Sacred Connections: Walking Back
Years ago, on the Camino de Santiago, a friend I was walking with had a cardinal rule – there would be no “walking back”, we would only move forward. This may sound a bit harsh for a spiritual pilgrimage, but after only a few days, I readily bought in. There were so many steps in walking across Spain; any steps backwards would add to the count, and at times the pain. So, we moved forward, sometimes briskly, sometimes at a crawl, but other than when we were lost, we always walked toward our destination. It wasn’t always easy. There would be the small eatery we had passed in hopes of finding something more appealing, only to find nothing, and yet we continued to move forward. No turning back. Something so ingrained over those weeks and kilometers can be a hard habit to break.
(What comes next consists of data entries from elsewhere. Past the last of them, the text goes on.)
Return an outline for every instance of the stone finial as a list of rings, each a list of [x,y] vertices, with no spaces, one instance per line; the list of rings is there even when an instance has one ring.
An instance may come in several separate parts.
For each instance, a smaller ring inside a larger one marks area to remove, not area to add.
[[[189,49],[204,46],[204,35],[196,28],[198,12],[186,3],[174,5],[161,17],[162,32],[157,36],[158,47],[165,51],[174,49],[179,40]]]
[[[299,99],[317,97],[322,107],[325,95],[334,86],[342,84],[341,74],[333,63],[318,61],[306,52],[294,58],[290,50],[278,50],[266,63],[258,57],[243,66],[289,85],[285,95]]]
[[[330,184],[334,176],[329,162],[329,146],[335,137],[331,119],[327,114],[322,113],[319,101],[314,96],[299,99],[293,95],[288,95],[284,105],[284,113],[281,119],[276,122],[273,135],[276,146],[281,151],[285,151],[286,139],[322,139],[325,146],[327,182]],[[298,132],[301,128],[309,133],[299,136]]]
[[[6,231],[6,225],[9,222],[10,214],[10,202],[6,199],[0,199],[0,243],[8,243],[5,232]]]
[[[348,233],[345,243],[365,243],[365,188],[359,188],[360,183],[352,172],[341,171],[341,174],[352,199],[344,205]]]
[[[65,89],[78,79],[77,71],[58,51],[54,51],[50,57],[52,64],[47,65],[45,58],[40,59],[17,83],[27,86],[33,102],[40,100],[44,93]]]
Fast forward to now, I walk my dog, SweetP in the neighborhood several times every day. She catches a scent and wants to go backwards to follow it. Invariably I hear myself say, “No SweetP, we’ve got to move forward, there’s no turning back.” My cognitive mind is aware of how seemingly out of step this is in our current circumstances. What are a few more steps, a few more minutes in the course of a day working from home during a pandemic. I mean, “Really?!” She’s on a scent, let her enjoy. Yet that ingrained sense for some of us, to be moving in a direction, to make progress, to reach a destination can be very compelling indeed.
The idea of “walking back” comes with some inner angst, discomfort, while sensing the wisdom and gifts of that too. Last Sunday a hand-full of us were participants in our first livestream service from Church of the Redeemer since our closing of the building some five months ago. Walking back in that space, processing down the center aisle, was deeply moving, holding both the joy of being there, and the sadness that others were not there as well. But the nature of our liturgy invariably has us entering for worship, then going back out into the world. We are always going back over the ground traversed, hopefully, enlivened, inspired, and sharing what we’ve experienced and learned. We step back, yet with something more.
Stepping back also allows space to calm, to breathe, in these overly compressed and concerning times. As we were preparing the Sunday Prayers of the People this week there were individual prayer needs, but also many broader concerns seeking voice, the continuing prevalence of COVID-19; the gun violence in Cincinnati; the fears among students, parents and faculty around school start-up this fall; the wildfires raging in the west. Those don’t even begin to touch on our additional concerns about the workings of the post office, voting in a pandemic, unemployment, the partisan stalemate – and the headlines go on. There are simply so many concerns, personal and in the broader community, that we may choose to numb, or we feel overwhelmed, even at a tipping point.
In the midst of all this, there’s wisdom in slowing down, walking ourselves back from that edge of fear and worry. Walking back is not numbing or denying or creating additional steps; it’s simply giving ourselves enough space to have a little distance and take another look. Walking back allows us to remember it’s not all up to us. We can step back and see more clearly where we can help, where we can lovingly make a difference. And when we step forward, let us remember we walk in Christ’s love, that’s the only path we need to know.